Chapter Text
This is bad, Rui has the presence of mind to think, as he sits down next to Nene on a bench ten feet away from the first ice cream truck they managed to find.
This is bad, he thinks again, because it doesn’t hurt to know where he stands, even if it’s nowhere good at the moment.
Nene makes no move to reach for her phone, which already tells a lot about what kind of conversation this is going to be—that is, the kind that Rui hasn’t had once in his life and would rather never have at all.
As she trains her violet eyes on him, unaware of his inner turmoil, he can’t help wondering what he looks from an outsider’s perspective. He ducks his head instead of meeting her gaze—the candy he put in his ice cream is much less judgy than whatever storm she has going on in her eyes, after all.

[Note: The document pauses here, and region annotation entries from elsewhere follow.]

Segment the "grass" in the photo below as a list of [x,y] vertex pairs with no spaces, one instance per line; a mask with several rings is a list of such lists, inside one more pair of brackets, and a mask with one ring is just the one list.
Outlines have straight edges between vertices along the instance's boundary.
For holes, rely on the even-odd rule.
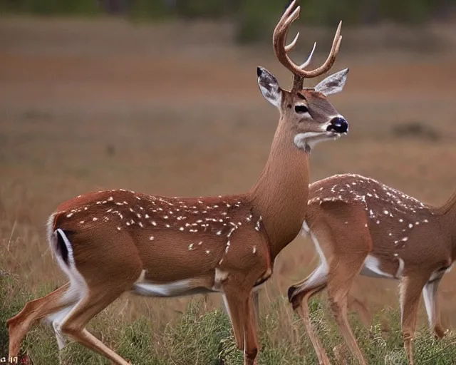
[[[8,334],[6,320],[39,292],[27,292],[18,288],[9,275],[1,279],[1,297],[15,286],[19,294],[4,302],[0,312],[0,349],[6,353]],[[19,290],[18,290],[19,289]],[[334,348],[343,343],[332,317],[328,314],[324,297],[310,304],[314,328],[326,349],[330,359],[336,361]],[[291,312],[286,299],[279,296],[267,304],[259,324],[261,351],[259,364],[314,364],[318,362],[311,344],[300,319]],[[284,318],[290,316],[290,322]],[[358,342],[370,364],[407,364],[402,346],[400,314],[397,309],[385,308],[378,313],[368,327],[364,327],[352,314],[350,321]],[[388,330],[385,324],[388,323]],[[238,365],[243,364],[242,353],[237,349],[229,319],[222,308],[207,310],[201,297],[195,297],[185,312],[175,321],[156,331],[150,317],[139,316],[128,322],[122,316],[113,316],[105,310],[90,322],[88,328],[98,337],[132,364],[138,365],[195,364]],[[339,346],[340,347],[340,346]],[[342,347],[347,364],[353,364],[348,351]],[[417,333],[414,342],[416,365],[454,365],[456,364],[456,335],[442,340],[433,339],[426,328]],[[27,335],[22,346],[33,364],[57,364],[58,352],[50,326],[37,326]],[[85,347],[69,343],[61,354],[64,364],[108,364],[104,358]]]

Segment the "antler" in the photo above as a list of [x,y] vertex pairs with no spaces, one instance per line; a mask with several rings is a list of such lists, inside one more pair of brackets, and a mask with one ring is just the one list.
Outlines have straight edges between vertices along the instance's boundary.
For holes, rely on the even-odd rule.
[[301,66],[296,65],[290,59],[287,53],[289,51],[294,48],[298,40],[298,36],[299,36],[299,32],[298,32],[291,43],[286,45],[286,35],[290,25],[299,17],[301,6],[298,6],[294,9],[296,3],[296,0],[294,0],[290,4],[284,13],[284,15],[282,15],[282,17],[279,21],[279,23],[277,23],[272,36],[272,46],[274,47],[276,56],[280,63],[293,73],[293,88],[291,90],[295,91],[303,88],[304,78],[311,78],[316,77],[324,73],[332,67],[334,61],[336,61],[337,53],[339,51],[341,41],[342,41],[342,36],[341,36],[342,21],[341,21],[338,26],[337,27],[337,30],[336,31],[336,35],[334,36],[334,40],[333,41],[333,46],[331,48],[331,52],[329,52],[329,56],[328,56],[326,61],[323,65],[314,70],[304,70],[312,60],[312,56],[314,56],[316,42],[314,43],[314,48],[309,55],[309,57],[307,57],[306,61]]

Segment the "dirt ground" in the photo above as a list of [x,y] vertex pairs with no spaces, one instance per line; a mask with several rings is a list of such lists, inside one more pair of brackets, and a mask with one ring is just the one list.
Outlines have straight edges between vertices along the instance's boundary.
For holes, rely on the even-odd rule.
[[[290,77],[271,47],[237,47],[230,31],[210,24],[0,21],[0,240],[11,255],[0,269],[31,288],[63,282],[44,223],[59,202],[84,192],[218,195],[255,182],[278,120],[258,90],[256,67],[283,87]],[[348,44],[351,35],[360,38],[343,34]],[[296,61],[312,43],[301,37]],[[351,130],[317,146],[311,180],[357,173],[442,203],[456,187],[456,48],[405,51],[377,40],[376,50],[345,51],[343,42],[333,70],[351,71],[331,100]],[[316,61],[328,48],[318,43]],[[316,263],[311,243],[296,238],[263,299],[284,294]],[[440,290],[443,322],[453,328],[455,279],[453,271]],[[398,305],[396,285],[359,278],[352,294],[372,315]],[[182,308],[184,299],[168,300]]]

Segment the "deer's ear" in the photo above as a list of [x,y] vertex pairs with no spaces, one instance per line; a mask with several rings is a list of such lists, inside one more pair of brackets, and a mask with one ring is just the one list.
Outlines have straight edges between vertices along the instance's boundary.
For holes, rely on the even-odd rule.
[[329,75],[315,86],[315,90],[326,96],[331,94],[335,94],[336,93],[340,93],[343,89],[345,83],[347,81],[348,73],[348,68],[345,68],[336,73]]
[[282,103],[282,89],[272,73],[262,67],[256,68],[258,85],[261,94],[266,100],[276,108],[280,108]]

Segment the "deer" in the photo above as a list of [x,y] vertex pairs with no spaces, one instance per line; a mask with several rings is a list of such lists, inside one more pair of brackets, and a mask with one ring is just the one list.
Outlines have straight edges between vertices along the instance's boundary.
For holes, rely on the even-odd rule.
[[294,1],[279,21],[273,48],[293,75],[289,91],[262,67],[262,96],[279,111],[269,155],[247,192],[210,197],[151,195],[124,189],[78,195],[48,220],[50,250],[68,282],[26,303],[7,321],[9,356],[39,319],[50,322],[59,350],[67,338],[118,365],[128,364],[86,328],[125,292],[155,297],[222,294],[245,364],[256,364],[259,344],[252,292],[273,273],[275,257],[299,233],[307,210],[309,158],[314,145],[347,134],[348,123],[327,98],[341,91],[348,68],[314,88],[305,78],[328,71],[338,53],[341,22],[328,58],[306,70],[289,52],[288,29],[301,7]]
[[400,281],[401,331],[410,364],[421,293],[429,326],[440,324],[439,283],[456,260],[456,192],[442,205],[425,204],[374,179],[336,175],[309,186],[302,233],[310,236],[320,263],[288,289],[321,364],[330,362],[312,330],[308,302],[328,288],[330,307],[353,356],[366,361],[347,320],[347,296],[358,274]]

“So,” she starts, her tone carefully neutral as she picks at her own ice cream with a too-short plastic spoon. His heart skips a beat at the sound of her voice, and isn’t that uncharacteristic.
“So,” he replies simply. None of them bring their treats to their lips, too busy building separate staring contests with nearby inanimate objects to properly eat.
Rui would say he hasn’t felt a thing a day in his life, which wouldn’t be true, so, in hindsight, he wouldn’t say it, because he’s many things, each worse than the other, but he’s no one to lie to himself, at the very least.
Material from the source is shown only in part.